Valley details on standing seam metal roof systems are commonly under-detailed with only a single layer of waterproofing used, typically a piece of valley foam with butyl sealant. Since the valley is strictly used to direct water off the roof, it will be highly susceptible to infiltration if not detailed correctly. A more effective method would be to use multiple components to keep the water out so if one method fails, there’s another already in place. It is important that the panels have the ability to expand and contract at the valley, and the fixed point should be at the ridge/head condition. The metal valley closure should be riveted to the end of the panels to serve as the first layer of waterproofing for this part of the roof. Next, a valley closure foam should be self-adhered to the valley pan behind the metal valley closure. Two beads of non-curing butyl sealant should be applied to the top side of the valley closure foam and then run up the panel legs into the seam. For roofs with low slopes, especially in regions with heavy snow, two rows of closure foam should be used. The third and final mode of keeping water out of this detail includes a kickback, or hem in the valley trim, similar to the pan-end bending of the roof panels in the ridge detail. This will be behind the valley closure and the foam. Together, these three waterproofing components work to make the valley impenetrable to moisture. A high-temperature-rated metal roofing ice and water shield underlayment should also be used whenever possible for additional protection.

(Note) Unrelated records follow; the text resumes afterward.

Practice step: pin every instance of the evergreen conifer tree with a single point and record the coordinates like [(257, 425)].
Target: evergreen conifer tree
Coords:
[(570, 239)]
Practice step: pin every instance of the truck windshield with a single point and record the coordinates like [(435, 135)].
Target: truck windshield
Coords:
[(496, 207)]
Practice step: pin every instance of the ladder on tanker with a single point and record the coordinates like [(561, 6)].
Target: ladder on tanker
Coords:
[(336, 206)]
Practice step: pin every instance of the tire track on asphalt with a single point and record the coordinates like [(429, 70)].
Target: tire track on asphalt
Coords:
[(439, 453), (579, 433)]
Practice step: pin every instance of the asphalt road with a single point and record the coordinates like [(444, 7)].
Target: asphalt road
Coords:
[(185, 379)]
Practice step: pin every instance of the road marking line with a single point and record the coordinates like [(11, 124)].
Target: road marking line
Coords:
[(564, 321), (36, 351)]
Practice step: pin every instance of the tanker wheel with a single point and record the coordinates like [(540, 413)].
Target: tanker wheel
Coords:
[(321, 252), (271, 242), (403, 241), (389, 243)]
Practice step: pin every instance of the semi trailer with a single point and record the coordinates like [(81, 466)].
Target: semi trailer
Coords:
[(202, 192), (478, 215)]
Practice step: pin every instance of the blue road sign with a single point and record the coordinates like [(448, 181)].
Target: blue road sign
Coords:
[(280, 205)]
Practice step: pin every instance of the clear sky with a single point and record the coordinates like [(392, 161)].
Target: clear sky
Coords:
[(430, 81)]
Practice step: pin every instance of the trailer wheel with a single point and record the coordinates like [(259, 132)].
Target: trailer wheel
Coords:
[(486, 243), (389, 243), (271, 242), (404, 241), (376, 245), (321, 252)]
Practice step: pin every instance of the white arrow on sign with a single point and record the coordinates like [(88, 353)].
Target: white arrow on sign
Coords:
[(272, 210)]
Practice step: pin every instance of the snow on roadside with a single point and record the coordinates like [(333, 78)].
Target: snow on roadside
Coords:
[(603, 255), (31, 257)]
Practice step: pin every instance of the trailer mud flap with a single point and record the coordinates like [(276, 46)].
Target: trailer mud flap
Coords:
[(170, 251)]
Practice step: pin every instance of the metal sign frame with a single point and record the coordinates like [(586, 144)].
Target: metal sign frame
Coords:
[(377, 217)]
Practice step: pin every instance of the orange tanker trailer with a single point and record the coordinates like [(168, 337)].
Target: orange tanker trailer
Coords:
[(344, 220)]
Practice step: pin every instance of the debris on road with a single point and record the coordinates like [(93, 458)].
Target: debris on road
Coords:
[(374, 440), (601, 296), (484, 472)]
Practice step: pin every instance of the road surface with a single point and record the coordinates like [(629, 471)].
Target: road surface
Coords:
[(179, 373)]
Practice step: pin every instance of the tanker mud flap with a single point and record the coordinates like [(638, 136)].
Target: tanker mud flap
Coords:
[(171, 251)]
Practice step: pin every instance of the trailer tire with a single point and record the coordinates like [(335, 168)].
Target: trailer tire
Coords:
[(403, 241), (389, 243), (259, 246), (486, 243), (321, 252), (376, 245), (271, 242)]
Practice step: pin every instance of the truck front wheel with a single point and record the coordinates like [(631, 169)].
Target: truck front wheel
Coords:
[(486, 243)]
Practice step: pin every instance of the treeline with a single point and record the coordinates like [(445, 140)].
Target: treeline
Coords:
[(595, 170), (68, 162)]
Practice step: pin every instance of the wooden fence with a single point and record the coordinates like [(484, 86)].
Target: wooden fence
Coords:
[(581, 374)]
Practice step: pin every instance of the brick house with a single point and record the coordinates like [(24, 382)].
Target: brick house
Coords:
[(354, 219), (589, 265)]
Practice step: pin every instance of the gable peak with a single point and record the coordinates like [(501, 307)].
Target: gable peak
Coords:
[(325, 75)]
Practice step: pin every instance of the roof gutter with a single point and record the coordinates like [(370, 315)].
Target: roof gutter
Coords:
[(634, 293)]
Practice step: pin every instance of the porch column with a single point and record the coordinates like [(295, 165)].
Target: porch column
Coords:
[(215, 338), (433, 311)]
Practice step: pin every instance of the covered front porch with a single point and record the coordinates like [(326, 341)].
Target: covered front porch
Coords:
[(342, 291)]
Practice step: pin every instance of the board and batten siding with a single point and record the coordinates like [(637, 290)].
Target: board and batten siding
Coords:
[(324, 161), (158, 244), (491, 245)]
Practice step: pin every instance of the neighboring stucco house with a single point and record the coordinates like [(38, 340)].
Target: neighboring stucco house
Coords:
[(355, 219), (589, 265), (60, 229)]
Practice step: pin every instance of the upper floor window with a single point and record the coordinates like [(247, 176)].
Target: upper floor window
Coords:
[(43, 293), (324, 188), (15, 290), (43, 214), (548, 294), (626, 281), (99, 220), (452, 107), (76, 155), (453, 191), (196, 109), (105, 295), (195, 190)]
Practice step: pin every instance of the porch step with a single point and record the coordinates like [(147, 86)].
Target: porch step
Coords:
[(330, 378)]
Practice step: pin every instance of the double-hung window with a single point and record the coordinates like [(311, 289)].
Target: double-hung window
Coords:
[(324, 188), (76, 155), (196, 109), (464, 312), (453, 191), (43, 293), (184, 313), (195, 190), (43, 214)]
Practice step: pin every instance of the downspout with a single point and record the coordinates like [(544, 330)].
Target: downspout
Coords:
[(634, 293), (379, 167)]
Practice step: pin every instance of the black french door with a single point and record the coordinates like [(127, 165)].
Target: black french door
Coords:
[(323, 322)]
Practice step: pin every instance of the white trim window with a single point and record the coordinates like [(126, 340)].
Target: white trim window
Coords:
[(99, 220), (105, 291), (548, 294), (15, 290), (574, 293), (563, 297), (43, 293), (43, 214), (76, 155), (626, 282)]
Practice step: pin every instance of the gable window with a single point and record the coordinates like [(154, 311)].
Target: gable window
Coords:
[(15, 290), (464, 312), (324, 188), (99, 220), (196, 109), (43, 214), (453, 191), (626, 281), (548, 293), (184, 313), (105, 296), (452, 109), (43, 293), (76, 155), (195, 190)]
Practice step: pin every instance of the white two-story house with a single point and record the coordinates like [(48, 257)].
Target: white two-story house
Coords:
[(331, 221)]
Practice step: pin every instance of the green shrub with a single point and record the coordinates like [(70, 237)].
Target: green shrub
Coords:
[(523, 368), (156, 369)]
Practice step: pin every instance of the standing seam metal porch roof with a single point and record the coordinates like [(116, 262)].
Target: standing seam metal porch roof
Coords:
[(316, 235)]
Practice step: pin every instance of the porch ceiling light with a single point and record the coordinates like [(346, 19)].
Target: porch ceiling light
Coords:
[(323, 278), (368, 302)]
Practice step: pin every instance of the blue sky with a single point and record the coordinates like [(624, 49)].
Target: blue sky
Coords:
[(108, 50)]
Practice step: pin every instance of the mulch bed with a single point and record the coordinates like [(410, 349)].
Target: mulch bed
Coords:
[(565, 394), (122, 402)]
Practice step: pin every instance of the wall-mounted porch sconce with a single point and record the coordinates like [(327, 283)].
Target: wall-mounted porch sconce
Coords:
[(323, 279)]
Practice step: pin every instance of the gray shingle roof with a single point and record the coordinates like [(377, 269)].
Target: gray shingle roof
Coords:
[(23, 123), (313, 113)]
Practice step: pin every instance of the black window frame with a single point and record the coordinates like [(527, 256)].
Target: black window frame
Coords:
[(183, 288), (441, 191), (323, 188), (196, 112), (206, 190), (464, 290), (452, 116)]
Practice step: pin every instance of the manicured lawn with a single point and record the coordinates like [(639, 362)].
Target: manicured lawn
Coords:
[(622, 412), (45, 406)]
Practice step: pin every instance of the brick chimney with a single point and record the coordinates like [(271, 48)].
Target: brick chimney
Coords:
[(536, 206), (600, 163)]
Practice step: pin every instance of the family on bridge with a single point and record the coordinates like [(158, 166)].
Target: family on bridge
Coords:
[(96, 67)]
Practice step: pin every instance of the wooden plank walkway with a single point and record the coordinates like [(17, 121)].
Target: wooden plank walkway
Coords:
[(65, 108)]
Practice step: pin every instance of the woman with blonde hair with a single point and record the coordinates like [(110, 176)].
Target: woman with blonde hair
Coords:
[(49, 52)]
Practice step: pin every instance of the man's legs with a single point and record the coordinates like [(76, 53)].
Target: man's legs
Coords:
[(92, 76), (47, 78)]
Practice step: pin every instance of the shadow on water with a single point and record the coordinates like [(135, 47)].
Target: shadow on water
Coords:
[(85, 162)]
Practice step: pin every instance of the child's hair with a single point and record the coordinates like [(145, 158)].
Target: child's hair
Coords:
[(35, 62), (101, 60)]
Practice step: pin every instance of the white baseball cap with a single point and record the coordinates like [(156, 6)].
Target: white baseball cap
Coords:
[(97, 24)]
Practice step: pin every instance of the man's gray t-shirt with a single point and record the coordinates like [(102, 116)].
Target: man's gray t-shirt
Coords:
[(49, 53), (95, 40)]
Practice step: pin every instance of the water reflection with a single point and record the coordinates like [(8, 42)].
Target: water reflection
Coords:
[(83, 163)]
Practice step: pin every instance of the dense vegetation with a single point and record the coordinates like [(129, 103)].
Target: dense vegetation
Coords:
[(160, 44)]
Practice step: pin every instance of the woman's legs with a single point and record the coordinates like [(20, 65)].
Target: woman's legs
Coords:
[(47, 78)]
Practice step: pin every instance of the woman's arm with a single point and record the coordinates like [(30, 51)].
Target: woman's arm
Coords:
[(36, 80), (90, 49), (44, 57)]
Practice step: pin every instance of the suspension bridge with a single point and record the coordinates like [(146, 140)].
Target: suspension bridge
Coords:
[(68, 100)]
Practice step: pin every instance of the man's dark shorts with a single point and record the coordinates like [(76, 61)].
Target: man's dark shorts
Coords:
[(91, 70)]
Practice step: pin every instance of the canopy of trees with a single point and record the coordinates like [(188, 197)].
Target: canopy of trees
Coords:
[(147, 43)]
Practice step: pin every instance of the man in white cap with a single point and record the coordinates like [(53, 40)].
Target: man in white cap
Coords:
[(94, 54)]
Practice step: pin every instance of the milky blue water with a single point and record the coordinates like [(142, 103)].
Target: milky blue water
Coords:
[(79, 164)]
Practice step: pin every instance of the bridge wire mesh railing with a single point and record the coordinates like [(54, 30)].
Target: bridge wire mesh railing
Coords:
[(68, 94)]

The eave detail is extremely critical to get right, as it is one of the most vulnerable areas on the roof. The profile designs of many panels make this area exceptionally difficult to keep watertight. In most cases, a foam closure, similar to the head/ridge detail, is installed with a sealant. Once the sealant starts to deteriorate, the closures can become loose and potentially slide out from under the panel, making the system susceptible to water intrusion. On top of that, most systems will have a gutter as well. If the gutter is improperly made or is an internal gutter, water can flood into the building in the event the gutter backs up. The same approach to waterproofing used when detailing valleys should be used here as well. The first layer of protection is an edge stiffener, which acts just like the valley closure. The second layer should include self-adhered foam with two rows of non-curing butyl sealant on top and up the seam legs. Lastly, behind the first two waterproofing layers, the eave trim will have the kickback hem. Regular maintenance of the gutter to ensure it is free of debris such as dirt and leaves is also critical to allow water to flow freely out of the gutter.

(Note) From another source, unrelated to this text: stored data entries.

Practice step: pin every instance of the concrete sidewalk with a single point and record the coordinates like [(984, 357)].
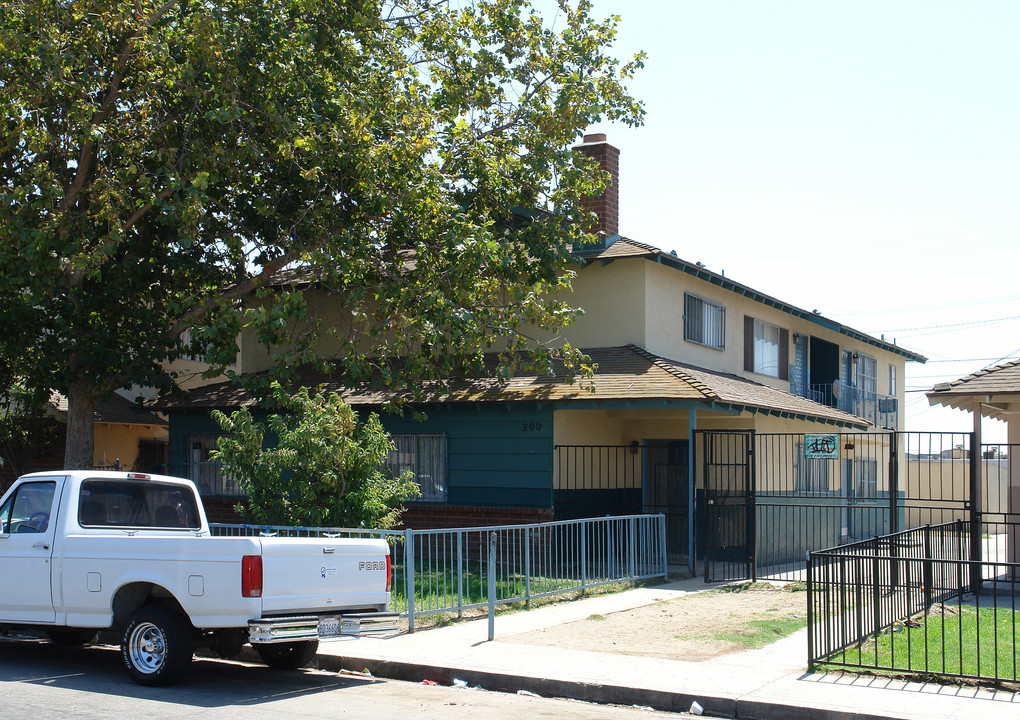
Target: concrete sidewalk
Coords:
[(771, 682)]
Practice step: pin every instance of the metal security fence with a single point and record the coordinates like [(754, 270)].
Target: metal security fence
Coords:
[(765, 500), (908, 603), (452, 570), (625, 479)]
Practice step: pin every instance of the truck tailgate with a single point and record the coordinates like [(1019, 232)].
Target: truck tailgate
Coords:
[(321, 574)]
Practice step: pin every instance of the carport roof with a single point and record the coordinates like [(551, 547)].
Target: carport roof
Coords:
[(992, 388), (625, 374)]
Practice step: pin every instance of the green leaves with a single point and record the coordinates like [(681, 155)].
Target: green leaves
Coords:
[(326, 468), (407, 163)]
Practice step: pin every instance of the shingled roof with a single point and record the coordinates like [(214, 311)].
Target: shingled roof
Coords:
[(624, 374), (115, 410), (626, 248), (993, 388)]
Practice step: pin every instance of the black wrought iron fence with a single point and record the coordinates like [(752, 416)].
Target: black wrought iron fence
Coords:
[(907, 603)]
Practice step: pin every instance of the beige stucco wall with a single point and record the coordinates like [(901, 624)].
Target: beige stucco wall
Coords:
[(614, 304), (638, 301), (119, 442)]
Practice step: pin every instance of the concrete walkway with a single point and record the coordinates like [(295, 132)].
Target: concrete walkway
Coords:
[(771, 682)]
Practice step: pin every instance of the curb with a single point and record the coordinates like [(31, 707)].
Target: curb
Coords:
[(664, 701)]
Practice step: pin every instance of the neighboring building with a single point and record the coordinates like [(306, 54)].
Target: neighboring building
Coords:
[(680, 350), (993, 393)]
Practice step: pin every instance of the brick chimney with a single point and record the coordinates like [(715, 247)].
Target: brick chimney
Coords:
[(607, 205)]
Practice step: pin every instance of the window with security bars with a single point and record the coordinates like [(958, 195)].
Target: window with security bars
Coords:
[(865, 478), (206, 472), (704, 321), (425, 457), (867, 374)]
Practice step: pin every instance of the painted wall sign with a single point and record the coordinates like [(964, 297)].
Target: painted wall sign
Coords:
[(821, 447)]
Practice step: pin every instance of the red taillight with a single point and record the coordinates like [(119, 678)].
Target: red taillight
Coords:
[(251, 576)]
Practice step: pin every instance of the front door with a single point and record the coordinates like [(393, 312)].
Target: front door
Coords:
[(665, 491), (727, 466), (28, 519)]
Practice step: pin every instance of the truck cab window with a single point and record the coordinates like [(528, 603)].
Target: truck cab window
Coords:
[(29, 509)]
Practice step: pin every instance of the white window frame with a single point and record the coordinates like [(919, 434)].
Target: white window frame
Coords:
[(867, 382), (766, 352), (704, 321), (425, 456)]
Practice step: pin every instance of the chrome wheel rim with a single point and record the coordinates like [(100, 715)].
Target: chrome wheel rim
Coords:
[(147, 648)]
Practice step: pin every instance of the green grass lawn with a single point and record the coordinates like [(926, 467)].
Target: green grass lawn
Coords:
[(953, 640)]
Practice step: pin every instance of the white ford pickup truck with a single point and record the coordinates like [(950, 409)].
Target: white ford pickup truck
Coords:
[(88, 551)]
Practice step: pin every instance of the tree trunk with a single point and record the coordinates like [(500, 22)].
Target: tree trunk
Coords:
[(81, 427)]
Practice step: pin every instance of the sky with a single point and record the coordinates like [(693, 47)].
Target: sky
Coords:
[(859, 158)]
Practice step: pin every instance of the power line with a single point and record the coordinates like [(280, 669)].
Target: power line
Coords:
[(954, 324)]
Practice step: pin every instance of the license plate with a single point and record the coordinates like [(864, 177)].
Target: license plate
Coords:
[(329, 626)]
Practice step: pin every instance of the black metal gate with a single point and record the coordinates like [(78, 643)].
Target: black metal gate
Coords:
[(728, 472)]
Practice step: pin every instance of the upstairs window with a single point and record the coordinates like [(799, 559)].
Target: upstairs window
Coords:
[(425, 456), (704, 322), (867, 374), (766, 349)]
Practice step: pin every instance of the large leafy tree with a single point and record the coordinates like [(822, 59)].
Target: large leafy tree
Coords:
[(165, 166), (324, 469)]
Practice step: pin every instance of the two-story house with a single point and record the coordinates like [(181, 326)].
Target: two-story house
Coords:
[(680, 351)]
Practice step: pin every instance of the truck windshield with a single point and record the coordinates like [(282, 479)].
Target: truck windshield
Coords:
[(105, 503)]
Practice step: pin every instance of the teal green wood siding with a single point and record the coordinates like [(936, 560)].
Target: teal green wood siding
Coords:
[(497, 455)]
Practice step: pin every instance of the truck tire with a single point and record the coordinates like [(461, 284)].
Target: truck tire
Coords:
[(157, 646), (288, 656), (71, 636)]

Most metal roof systems are designed to provide the longest watertight protection of any type of roofing material. However, that’s only the case if the system is properly designed, detailed, and installed. To do that, work with a trusted team of experts, including a designer, building owner, contractor, and manufacturer’s representative who is actively involved with the project from start to finish and is dedicated to a preventive maintenance plan. Along with that, rely on proven waterproofing methodology to ensure the system lasts its intended lifetime, or even longer.